映像の乱歩

前項「乱歩の幻影」で「乱歩の描く世界というものを他の作家が表現しようとしても、なんと陳腐で下品でくだらないものにしかならないのだろうか。それぞれの作家がそれぞれの世界を描いているときならば、おそらく私も引き込まれるようにして読んでいることだろう。しかし一度それが乱歩世界に置き変わるとき、それは安いマガイ物でしかなくなるのである」と書いた。

そしてそれは映像作品と同様の印象であることに気がついた。いままで私はどの乱歩の映像化作品であっても、満足して見終わった経験がない。映像になったときの乱歩世界のくだらなさを正視できないのである。

それはテレビ作品よりも映画のほうがより強い。これはおそらくテレビでは猥褻的、猟奇的表現に規制がくわわるので、むしろ映画よりもマイルドな描写に終始せざるを得ないから普通のミステリ番組と同様の表現でおちついてしまうからであろう。それはそれで独立した世界の話として完結しているわけであり、荒井注演じるコミカルな中村捜査係長でも、現代に舞台を移した明智小五郎でもそれなりに見ることができるのである。
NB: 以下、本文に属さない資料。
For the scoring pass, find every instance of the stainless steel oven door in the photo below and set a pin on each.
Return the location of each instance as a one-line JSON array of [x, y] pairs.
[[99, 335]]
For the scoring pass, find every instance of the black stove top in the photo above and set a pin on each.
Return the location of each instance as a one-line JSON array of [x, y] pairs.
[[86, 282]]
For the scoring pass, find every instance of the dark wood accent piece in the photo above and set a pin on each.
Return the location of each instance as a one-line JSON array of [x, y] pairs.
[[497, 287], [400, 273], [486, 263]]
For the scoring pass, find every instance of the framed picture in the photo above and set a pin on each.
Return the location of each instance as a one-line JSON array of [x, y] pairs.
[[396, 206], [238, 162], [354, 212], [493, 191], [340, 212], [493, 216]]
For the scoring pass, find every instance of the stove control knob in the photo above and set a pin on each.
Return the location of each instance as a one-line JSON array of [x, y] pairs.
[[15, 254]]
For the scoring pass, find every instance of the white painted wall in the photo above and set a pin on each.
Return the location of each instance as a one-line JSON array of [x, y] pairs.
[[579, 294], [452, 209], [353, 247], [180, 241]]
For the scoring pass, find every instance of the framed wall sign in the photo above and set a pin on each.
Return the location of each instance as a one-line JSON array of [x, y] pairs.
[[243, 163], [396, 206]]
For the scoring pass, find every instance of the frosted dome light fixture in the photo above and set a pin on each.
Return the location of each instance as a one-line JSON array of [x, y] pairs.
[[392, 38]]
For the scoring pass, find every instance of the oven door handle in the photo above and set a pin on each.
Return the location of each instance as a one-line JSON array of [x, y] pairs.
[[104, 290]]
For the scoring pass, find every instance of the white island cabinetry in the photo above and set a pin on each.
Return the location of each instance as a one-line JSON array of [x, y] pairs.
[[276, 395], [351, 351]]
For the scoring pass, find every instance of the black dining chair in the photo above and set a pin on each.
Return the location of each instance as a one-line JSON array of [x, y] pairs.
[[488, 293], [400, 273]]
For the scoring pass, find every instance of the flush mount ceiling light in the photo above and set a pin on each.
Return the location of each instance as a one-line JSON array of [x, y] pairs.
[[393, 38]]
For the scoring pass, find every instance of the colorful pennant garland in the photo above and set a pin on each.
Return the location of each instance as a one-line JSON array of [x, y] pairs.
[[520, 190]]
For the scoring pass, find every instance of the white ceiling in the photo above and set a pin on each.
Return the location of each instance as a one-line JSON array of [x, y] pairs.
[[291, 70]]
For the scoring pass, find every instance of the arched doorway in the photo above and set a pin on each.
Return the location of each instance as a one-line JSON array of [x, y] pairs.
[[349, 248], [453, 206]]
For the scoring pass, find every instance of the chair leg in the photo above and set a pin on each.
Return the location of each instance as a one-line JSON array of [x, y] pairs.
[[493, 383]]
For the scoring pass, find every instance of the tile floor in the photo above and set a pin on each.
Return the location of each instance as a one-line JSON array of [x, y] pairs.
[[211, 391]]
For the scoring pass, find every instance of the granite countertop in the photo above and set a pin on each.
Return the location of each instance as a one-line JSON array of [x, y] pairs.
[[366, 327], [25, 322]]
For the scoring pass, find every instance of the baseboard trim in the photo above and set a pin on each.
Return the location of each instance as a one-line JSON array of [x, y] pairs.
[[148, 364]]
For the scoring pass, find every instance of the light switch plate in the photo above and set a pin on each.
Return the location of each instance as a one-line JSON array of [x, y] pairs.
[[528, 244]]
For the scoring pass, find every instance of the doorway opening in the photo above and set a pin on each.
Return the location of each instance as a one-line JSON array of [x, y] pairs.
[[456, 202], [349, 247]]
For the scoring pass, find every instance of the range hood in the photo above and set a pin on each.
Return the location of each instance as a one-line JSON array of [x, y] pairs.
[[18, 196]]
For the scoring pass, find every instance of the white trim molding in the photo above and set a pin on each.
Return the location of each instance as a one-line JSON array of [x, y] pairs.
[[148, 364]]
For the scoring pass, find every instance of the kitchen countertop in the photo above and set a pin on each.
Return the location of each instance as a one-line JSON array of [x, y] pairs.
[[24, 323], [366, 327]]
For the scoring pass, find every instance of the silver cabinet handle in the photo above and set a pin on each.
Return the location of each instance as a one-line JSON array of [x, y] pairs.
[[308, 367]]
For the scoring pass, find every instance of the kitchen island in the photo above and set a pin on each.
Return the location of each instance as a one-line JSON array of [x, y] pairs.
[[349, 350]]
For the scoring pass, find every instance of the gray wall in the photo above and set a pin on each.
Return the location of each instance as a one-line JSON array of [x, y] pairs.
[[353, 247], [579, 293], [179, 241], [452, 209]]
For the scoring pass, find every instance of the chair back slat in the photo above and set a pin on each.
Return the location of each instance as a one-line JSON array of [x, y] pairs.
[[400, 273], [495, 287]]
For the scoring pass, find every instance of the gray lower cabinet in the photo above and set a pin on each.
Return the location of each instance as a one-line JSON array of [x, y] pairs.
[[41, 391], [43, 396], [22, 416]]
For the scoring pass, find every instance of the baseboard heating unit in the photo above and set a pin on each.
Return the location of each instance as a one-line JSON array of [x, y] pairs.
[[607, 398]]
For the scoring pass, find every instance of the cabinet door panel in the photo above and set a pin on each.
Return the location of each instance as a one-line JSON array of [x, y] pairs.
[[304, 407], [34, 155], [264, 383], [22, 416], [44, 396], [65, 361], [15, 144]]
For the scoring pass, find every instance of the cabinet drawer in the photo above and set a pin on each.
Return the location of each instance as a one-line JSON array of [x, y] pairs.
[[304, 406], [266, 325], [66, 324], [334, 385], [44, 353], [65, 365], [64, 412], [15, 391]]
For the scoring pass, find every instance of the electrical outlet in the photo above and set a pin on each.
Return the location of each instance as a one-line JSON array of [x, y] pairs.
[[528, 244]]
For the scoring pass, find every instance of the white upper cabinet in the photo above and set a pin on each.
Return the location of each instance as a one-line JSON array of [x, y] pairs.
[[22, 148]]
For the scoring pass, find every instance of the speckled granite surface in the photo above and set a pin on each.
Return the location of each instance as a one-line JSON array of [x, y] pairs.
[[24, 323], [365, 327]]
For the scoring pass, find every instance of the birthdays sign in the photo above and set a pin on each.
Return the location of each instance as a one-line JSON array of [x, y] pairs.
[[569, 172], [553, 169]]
しかし映画ではかなりのグロテスクな性描写が可能であり、「陰獣」にあるようなSM描写もふんだんに行うことができる。しかしそれらが乱歩の世界を如実に表し、構築しているかといえば、それは悲しいかな、全く違うのである。そのような赤裸々な描写を行えば行うほど、映画は陳腐なポルノ映画に成り下がってしまうのである。

はたしてこれはどういうことだろうか?映画の予算が足りないだけなのか、それとも演出がダメなのだろうか?それだけではないような気がする。

結局映像作品は読者のイマジネーションを越えることができないのではないだろうか。我々が乱歩の作品を読んだときに心の中に浮かぶ情景というものは、はたしてまるで映画のような映像なのだろうか。決してそうではない。それはすべての感覚が総動員された上でのめくるめく印象世界なのである。たとえば「明智小五郎」という人物に関して読者はある印象を抱いており、その読者の心の中の「明智小五郎」はじつにいきいきと活躍することができるのである。しかしその「明智小五郎」ははっきりした顔をもっているかというと、そういうわけではない。またどれだけの身長があるのかということも、はっきりしない。しかしそれだからといっておもしろさが半減するわけではなく、むしろ場面場面によって彼の「明智小五郎」は自在に適応して活躍することができるのである。恋愛シーンなら二枚目俳優でも恋人でもかれらの印象を「明智小五郎」にまぜこむことができるし、格闘シーンならまた別のすぐれたアクション・スターの要素を「明智小五郎」にインプットできるのである。

それだから我々の読書の興奮を、単なる視覚と聴覚情報でしかない映画は越えることはできないのではないだろうか。